How to Convert HTML Pages to PDF using Python
Convert HTML to PDF with Python
PDF is one of the most used digital format to save or transfer documents. In this article, we will learn how to convert HTML page to PDF.
What additional libraries or software do we need?
We will use pdfkit library and wkhtmltopdf.
Install pdfkit
To install pdfkit, run the following pip command.
pip install pdfkit
Install wkhtmltopdf
Ubuntu or Debian users can install wkhtmltopdf using below apt-get command.
sudo apt-get install wkhtmltopdf
Provide the password if prompted.
Windows users can download wkhtmltopdf from this official github repository wkhtmltopdf. The file size would be around 25MB and takes a moment to download.
Once downloaded, double click on the binary file and continue with the installation. It would be mostly installed at the path C:\Program Files\wkhtmltopdf
. We should add bin folder to the system PATH variable in Environment Variables.
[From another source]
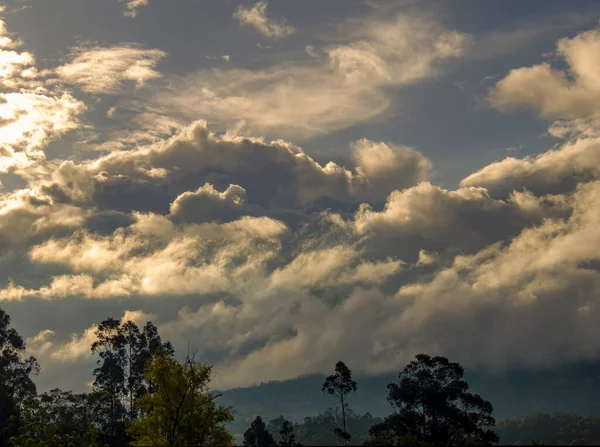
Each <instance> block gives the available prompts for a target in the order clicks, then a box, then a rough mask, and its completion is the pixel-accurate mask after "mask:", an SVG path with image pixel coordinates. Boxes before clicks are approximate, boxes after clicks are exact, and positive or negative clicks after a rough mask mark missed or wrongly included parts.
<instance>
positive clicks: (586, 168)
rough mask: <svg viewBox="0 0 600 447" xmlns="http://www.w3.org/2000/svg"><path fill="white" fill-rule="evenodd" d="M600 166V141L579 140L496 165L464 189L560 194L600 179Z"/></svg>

For example, C:\Program Files\wkhtmltopdf\bin
.
Restart the command prompt, if you are running the python program using command prompt python command for the Path to take effect.
Example 1: HTML to PDF using URL
Now that the environment is setup, following is a simple example to convert HTML to PDF, where HTML is downloaded from a URL. We use the function from_url().
Python Program
import pdfkit
pdfkit.from_url('https://www.google.com/','sample.pdf')
The converted PDF file is saved to the current path in the command prompt or terminal.
Output pdf file would look like
Example 2: Convert HTML to PDF from Local File
If your HTML file is stored locally, you can use from_file() function and convert the local HTML file to PDF.
Python Program
import pdfkit
pdfkit.from_file('local.html', 'sample.pdf')
Example 2: Convert HTML String to PDF
If your HTML data is stored in a Python variable, you can use from_string() function and convert the HTML string to PDF.
Python Program
import pdfkit
var htmlstr = '<h2>Heading 2</h2><p>Sample paragraph.</p>'
pdfkit.from_string(htmlstr, 'sample.pdf')
Summary
We have successfully converted a HTML data to PDF. We have considered HTML data to be from a URL, local file or a string.